Evaluation Metrics

However, the original VLM2-Bench only evaluates LVLMs with high-level questions like multi-choice, yes/no, and counting. These questions are too general to closely assess whether the model can truly understand the visual cues and link them properly, so we need more fine-grained inspections on these images to evaluate hallucination.

In the field of hallucination evaluation, there is a very popular paper called POPE, Polling-based Object Probing Evaluation (Li et al., EMNLP 2023), which was proposed to evaluate object-level hallucination of single images. It generates ground-truth objects in the image via an off-the-shelf segmentation network and human annotation, and samples non-existent objects via negative sampling from a pre-defined object pool. After getting ground-truth and non-existent objects, a bunch of yes/no questions are generated based on each object. In this way, we can easily evaluate whether an LVLM truly understands the image content in a relatively easier manner, because we don’t need to come up with complicated semantic parsing algorithms to deal with open-ended responses

Figure 1: The process of constructing the hallucination metric of POPE, targeting the task of single-image object-level hallucination of LVLM.

Inspired by this paper, we propose our metric on the VLM2-Bench dataset. Given an image sequence, we first manually extract the key attributes to distinguish between images, like color, text, and number, and then form yes/no questions following the template. The ground truth answer is annotated by humans. By doing this, each image sequence now has a fine-grained question set Q

Figure 2: Pipeline for constructing fine-grained yes/no questions on VLM^2-Bench.

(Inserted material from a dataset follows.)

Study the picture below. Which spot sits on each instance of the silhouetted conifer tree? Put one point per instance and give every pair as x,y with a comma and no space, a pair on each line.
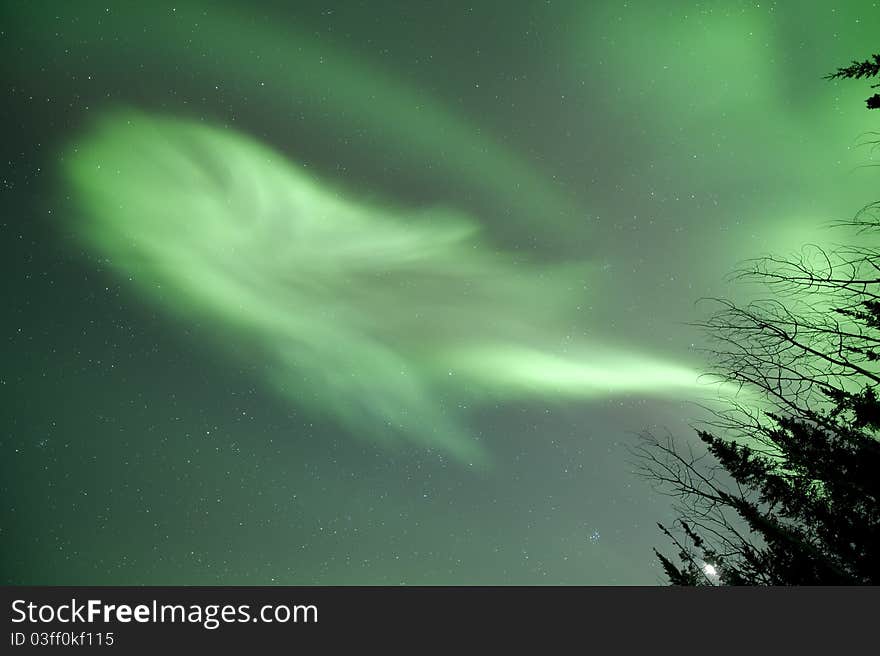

When evaluating LVLM, we need to calculate a hallucination score for each image sequence, and the overall score of the whole task, like counting or multi-choice, is just the summation over all s. To do this, we first ask the coarse-grained question, like “How many distinct shirts are there in these images?”. If the answer is incorrect, the hallucination score of this image sequence is 0 because it cannot even answer the high-level question correctly. Otherwise, we go through each fine-grained question, answer it one by one, and calculate the overall accuracy as the hallucination score.

Figure 3: Pipeline for calculating the hallucination score of each image sequence.